|Penelope Cruz for PETA's anti-fur campaign.|
Ever since I found out I was lactose intolerant in late 2011, I've heavily considered going complete vegan. But I'm not going to lie, it's hard. As I did more research, veganism isn't just about what you consume, it's also about what you wear. No leather, wool or fur. Fur has always been a given and I would never, ever wear fur. The fur industry is incredibly cruel and horrific, mostly because these innocent, cute, furry creatures are being brutalized for one thing: fashion. Not consumption or "survival", but fashion. I love fashion, I truly do. But I wouldn't be caught dead wearing fur. As PETA so famously put "I'd Rather Go Naked Than Wear Fur". If someone told me "Put on this mink coat or walk outside naked", I'd proudly strut my stuff sans-clothes. It's that simple.
Anyway, veganism isn't simply about what you consume. Many hardcore vegans will say that even if you follow a vegan diet, but still purchase leather goods, you're not a vegan. I don't know how I feel about that. I completely understand where leather comes from. It's part of the meat industry.
Anyone else who does this same research into veganism will learn this aspect of veganism: it's a lifestyle to most vegans, not just diet. And to be honest, it's really daunting thinking about giving up leather shoes or wool coats in the winter.
Upon further research, most vegans seem to agree that if you bought animal products prior to becoming a vegan, it is ok to continue to use those products until they are worn out and need replacing. That sounds good enough to me. I could probably live with that.
But let's face it: the vast majority of Americans are not going to consume a vegan diet, let alone the complete lifestyle. To be honest, I am perfectly ok with someone giving up meat and dairy and calling themselves vegan than having them too scared to commit to the lifestyle and say "Screw it!" and still eat meat.
Let me be clear, this is 100% about the animals. It's not about fancy labels or being in some elite club. Some vegans are way too elitist.
I read an article recently on Carpe Vegan about being "veganish". People who are vegan most of the time.
It's a very interesting concept. Vegans accepting people who are vegan, say, 90% of the time because they want those people on their side for the fight against animal cruelty. And lets face it, no one is perfect. Choosing to become a vegan or even a vegetarian can take time. Eliminating animal products one at a time over the course of months or even years (in my case, it took me over two years to get rid of seafood from my diet). However, I personally do not feel you can call yourself a vegan if you still consume turkey on Thanksgiving and ham on Christmas or if you have eggs for brunch once a month. But if you make a concious effort to maintain a vegan diet on a regular basis, then yes, you can call yourself veganish. Let's be honest, eating turkey on Thanksgiving isn't even vegetarian, let alone vegan.

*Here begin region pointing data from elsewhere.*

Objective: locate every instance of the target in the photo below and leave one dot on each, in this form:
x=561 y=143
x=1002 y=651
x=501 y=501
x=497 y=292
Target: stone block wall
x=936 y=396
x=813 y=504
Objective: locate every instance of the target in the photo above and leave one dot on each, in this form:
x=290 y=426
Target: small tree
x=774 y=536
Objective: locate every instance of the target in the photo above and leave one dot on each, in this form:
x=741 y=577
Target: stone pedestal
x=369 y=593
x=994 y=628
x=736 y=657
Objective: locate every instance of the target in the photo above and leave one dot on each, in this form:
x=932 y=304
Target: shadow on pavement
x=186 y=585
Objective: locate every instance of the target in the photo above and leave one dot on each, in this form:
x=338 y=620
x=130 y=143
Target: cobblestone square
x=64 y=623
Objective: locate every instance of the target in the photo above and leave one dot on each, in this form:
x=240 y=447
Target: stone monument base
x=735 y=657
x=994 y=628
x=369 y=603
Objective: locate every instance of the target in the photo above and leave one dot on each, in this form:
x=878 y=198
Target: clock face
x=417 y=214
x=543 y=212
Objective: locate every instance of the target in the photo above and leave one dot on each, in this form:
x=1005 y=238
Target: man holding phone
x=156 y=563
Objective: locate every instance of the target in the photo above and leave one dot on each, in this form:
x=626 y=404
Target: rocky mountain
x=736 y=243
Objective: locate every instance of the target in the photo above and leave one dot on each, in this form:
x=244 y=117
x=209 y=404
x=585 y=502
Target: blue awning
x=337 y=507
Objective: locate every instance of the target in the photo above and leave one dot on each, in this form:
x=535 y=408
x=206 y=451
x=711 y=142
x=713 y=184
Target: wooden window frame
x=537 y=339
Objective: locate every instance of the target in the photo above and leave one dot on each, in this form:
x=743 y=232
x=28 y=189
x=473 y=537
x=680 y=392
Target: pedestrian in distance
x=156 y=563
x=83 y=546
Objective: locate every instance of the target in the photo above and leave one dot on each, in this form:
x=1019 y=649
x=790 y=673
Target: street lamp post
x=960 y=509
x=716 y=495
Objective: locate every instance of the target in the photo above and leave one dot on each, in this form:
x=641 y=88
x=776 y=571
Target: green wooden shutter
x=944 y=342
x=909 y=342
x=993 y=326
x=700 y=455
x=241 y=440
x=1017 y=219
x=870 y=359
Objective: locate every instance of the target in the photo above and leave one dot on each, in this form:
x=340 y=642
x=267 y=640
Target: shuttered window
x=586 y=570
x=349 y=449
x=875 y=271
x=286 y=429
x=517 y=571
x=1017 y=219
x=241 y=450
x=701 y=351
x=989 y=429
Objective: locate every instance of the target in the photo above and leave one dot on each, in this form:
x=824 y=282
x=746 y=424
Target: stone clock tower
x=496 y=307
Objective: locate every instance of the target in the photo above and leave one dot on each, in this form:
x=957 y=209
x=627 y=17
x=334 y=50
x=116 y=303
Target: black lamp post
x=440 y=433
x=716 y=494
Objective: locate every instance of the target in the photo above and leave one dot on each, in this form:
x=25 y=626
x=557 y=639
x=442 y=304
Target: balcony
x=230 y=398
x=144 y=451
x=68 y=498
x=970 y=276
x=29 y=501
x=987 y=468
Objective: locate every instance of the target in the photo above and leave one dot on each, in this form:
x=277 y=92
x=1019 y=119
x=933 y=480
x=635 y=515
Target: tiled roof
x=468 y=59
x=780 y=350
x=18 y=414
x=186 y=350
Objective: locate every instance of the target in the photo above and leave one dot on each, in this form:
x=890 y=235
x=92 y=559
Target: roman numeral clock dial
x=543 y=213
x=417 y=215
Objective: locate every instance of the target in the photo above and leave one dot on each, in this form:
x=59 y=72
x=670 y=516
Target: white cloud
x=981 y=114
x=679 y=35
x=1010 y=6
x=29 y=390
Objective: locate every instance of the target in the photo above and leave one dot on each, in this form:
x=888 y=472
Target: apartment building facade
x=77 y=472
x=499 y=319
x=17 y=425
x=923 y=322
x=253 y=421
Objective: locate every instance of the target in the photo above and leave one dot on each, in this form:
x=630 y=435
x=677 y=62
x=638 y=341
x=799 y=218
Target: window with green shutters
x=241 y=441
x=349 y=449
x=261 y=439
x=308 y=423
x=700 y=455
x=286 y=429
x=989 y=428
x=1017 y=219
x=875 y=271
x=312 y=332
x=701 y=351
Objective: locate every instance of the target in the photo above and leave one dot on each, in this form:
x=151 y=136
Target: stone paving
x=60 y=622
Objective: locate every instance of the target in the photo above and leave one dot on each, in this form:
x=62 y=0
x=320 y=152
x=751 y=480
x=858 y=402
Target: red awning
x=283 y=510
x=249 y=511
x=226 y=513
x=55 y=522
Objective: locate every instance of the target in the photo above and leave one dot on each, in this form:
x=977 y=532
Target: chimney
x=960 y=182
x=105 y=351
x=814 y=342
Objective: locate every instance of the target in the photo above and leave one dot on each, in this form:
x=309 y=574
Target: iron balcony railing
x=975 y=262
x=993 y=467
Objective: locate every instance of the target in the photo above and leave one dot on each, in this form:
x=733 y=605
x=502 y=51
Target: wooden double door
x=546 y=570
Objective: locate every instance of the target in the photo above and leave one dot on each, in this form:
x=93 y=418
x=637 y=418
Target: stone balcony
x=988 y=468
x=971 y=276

And if you've gone that far to eliminate meat out of your diet, then you probably already know the horrors of the turkey industry.By using the term veganish, we are asking people to join and ascribe to the ideal of veganism even when they fall short, which for most folks is an inevitability of life and part of the process of being human.
I think I prescribe to a very much "Live And Let Live" mentality. My husband eats meat (though he has given up pork, yay for the little pigs!) and while I do give him a hard time every now and then, eating meat or not eating meat is a very personal choice. I do, however, feel that everyone should educate themselves on the meat industry. If someone asks me why I don't eat meat, I'll gladly tell them, but it's generally not something I volunteer at a party or social gathering unless asked because it immediately puts meat-eaters on the defensive when I bring up the cruelties of factory farms. This is another great quote from the Carpe Vegan article I referenced above:
Using the term veganish is a very simple and shorthand way for someone to express broader support for the concise concept of veganism while also keeping it intentionally humble, low-key, and less in your face. Most people don’t like to argue with friends, family, co-workers and the such regarding these kind of matters. Saying you are veganish (even if you are a strict vegan) can put people more at ease and less on the defensive because you are admitting right up front you are not perfect and that you fall short for one reason or another of an ideal you respect... and I’ve found it quite effective as a way to disarm people up front a bit more.In general, I'm ok with the term veganish. I'd probably even use it to describe myself. I avoid dairy as much as possible, but I'm only human and chocolate cake is a weakness and sometimes you have to realize life is too short. Would I consume animal flesh? Absolutely not. Would I have a piece of cheese pizza in an act of desperation? Probably. Am I a vegan? I'd say 85% of the time. So yes, I guess I am veganish. And that's ok with me, because I'm doing my best not to contribute to animal suffering.